У Зубакина затряслись руки и мелко, нехорошо задрожали губы. Затянулся. Пошло, покатилось по каждой жилочке. Сладко заныло сердце. Много ли человеку надо!
— А все эти болота, Витька, — зола, — убежденно сказал Мохов. — Жить надо! Радоваться! Людей любить!.. Осенью я домой! У меня там, — приподнял на вершок от земли грязную маленькую руку, — во, Танька бегает. Два годика. Ух, наобнимаемся! Дела-а!.. Ну ты как? Топать сможешь? Надо бы ключ или ручей найти, а то всех зверят в тайге распугаем. Как черти! Х-ха-ха! Я как увидел тебя в этой пучине, чуть заикаться не стал. Чумазый. Глазищи — во! — показал. — Голова черная. Ну, думаю, плохи мои дела — чокнулся. Еле отошел... Страшно было?
— Страшно.
«У него уже Танька, — потерянно думал Зубакин. — А он лез в топь. Тянул меня. Зачем? Неужели выслужиться? Ведь мог запросто погибнуть вместе со мной». — Долго еще тебе? — Мохов стрельнул окурок в болото.
— Семь.
— Ог-го! За что так? — снял сапоги, вылил грязь.

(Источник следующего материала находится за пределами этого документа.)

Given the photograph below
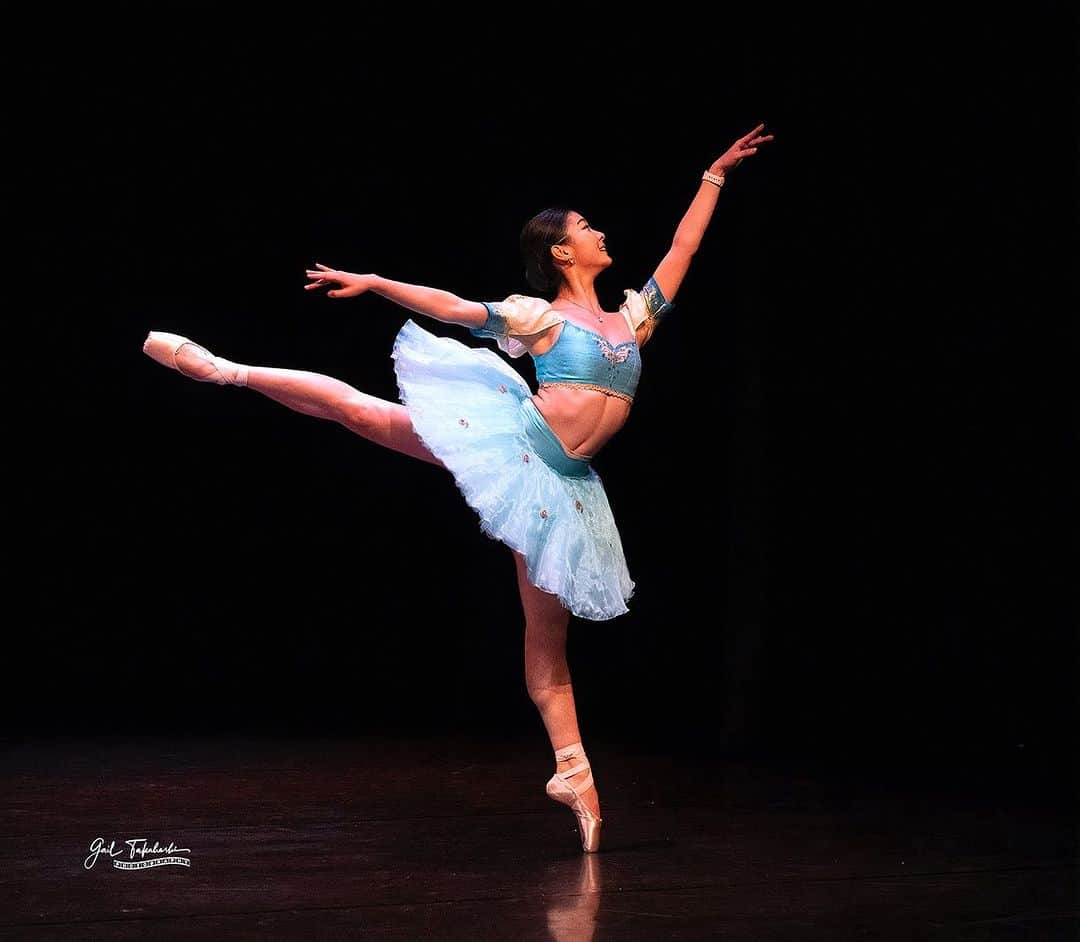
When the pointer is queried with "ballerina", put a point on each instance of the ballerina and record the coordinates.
(521, 459)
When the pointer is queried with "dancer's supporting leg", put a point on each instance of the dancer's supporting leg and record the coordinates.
(547, 672)
(379, 420)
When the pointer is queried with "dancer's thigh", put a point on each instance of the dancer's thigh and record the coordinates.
(387, 424)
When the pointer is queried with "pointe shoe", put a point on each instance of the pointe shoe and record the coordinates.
(559, 789)
(163, 348)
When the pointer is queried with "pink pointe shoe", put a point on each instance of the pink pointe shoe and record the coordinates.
(559, 789)
(164, 347)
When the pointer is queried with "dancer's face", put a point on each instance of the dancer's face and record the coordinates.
(582, 243)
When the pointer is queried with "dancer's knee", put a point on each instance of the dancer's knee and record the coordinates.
(363, 415)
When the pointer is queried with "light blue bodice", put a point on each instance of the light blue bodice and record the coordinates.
(581, 357)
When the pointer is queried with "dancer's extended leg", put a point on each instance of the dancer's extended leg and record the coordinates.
(378, 420)
(547, 671)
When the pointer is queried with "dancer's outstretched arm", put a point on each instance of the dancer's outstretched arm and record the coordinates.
(432, 301)
(673, 268)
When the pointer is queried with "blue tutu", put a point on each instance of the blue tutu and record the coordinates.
(476, 415)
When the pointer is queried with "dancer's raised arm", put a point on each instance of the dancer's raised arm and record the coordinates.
(435, 303)
(673, 267)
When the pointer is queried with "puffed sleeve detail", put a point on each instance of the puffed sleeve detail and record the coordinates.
(517, 315)
(649, 303)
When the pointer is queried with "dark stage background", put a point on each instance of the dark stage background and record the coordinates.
(846, 488)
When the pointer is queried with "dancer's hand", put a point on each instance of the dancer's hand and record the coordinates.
(351, 284)
(745, 146)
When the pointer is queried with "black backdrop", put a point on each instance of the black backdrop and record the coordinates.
(845, 492)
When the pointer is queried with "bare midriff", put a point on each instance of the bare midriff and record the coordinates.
(583, 419)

— Да один паразит выскочил на меня из проулка с ножом, ночью. Я и вдарил. Вот, — протянул ручищу, — этой!
— Ну и дурак! — будто и не взглянув на руку, которой когда-то человек убил человека, спокойно сказал Мохов. — Нечего было сюда переться. Тоже нашел турецкую баню. Надо было написать заявление начальнику колонии. Я — такой-то, такой-то. Прошу пересмотреть мое дело, так как я виновным себя не считаю — оборонялся... Тьфу, большая фигура, да дура! Сейчас, Витька, порядки уже не те... Я б тож... Правда, убить — кулак не тот, а вдарить бы вдарил. Чесслово!